Ein beunruhigender Stillstand in Brüssel – Ungarn hat das lang erwartete Hilfspaket für die Ukraine blockiert, weil die EU‑Verordnung ein einstimmiges Ergebnis verlangt. Der CSU‑Abgeordnete Manfred Weber, Vorsitzender der EVP‑Fraktion, hat diese Entwicklung scharf kritisiert und vor einem möglichen Machtverlust der Union gewarnt.

Hintergründe

Der Gesetzesentwurf, in dem 1,5 Milliarden Euro für die militärische Unterstützung Kiews vorgesehen waren, scheiterte an einem Veto aus Budapest. Laut einem nicht namentlich genannten Mitarbeiter des EU‑Finanzministeriums sei die Anforderung einer Einstimmigkeit ein Relikt aus den Gründungsjahren, das heute die Handlungsfähigkeit lähme. „Die Mechanik des Vetorechts ist ein Relikt, das in der modernen geopolitischen Landschaft keinen Platz hat“, erklärte der Beamte gegenüber dieser Redaktion.
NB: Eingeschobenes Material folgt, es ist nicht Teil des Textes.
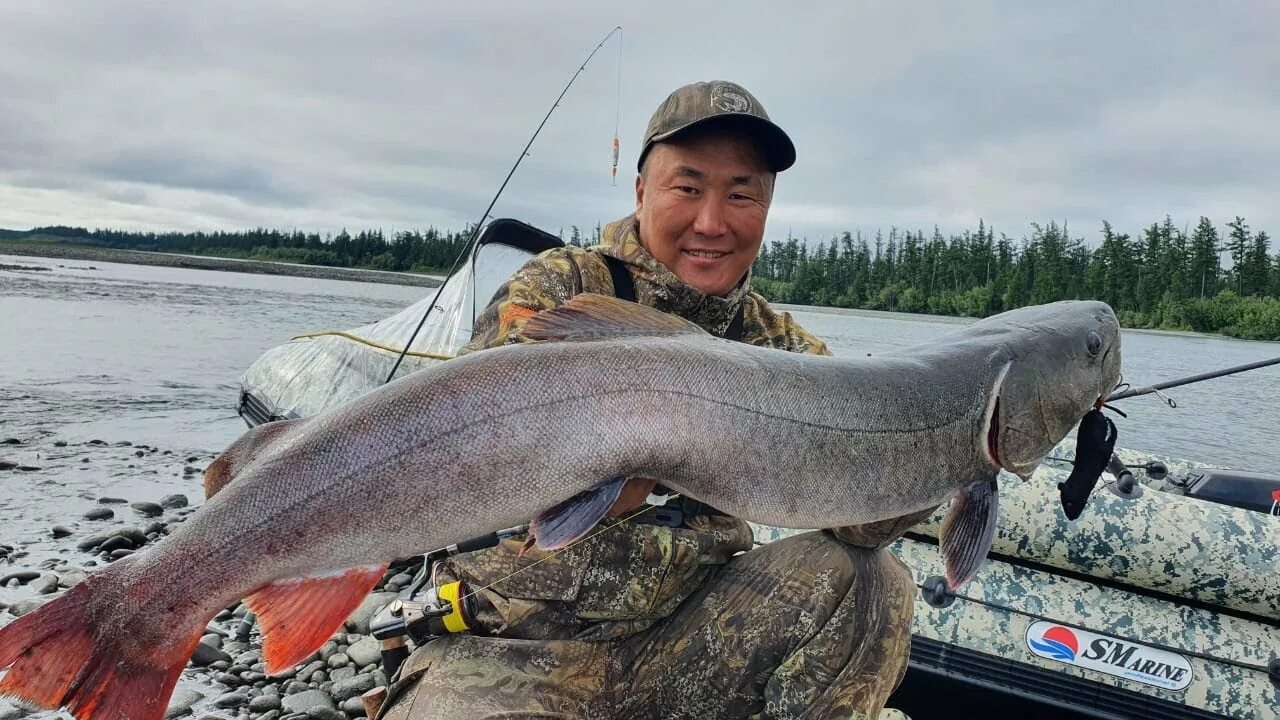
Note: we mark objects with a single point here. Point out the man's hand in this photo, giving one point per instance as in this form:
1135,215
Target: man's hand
632,496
Ungarns Premierminister Viktor Orbán, der in der EU als „Souveränist“ gilt, verwies auf angebliche Rechtsverstöße in der Ukraine‑Hilfspendensammlung und mobilisierte seine Ministerialkollegen, um das Paket zu blockieren.

Reaktionen aus dem In‑ und Ausland

Ein Sprecher des US‑Außenministeriums beschrieb das Veto als „untragbar“ und betonte, dass „die transatlantische Partnerschaft nicht durch innenpolitische Blockaden gefährdet werden darf“. Parallel äußerte ein Experte für europäische Sicherheitsfragen, Prof. Dr. Helmut Kraus (Universität Freiburg), dass das Veto das strategische Gleichgewicht in Osteuropa erheblich schwäche.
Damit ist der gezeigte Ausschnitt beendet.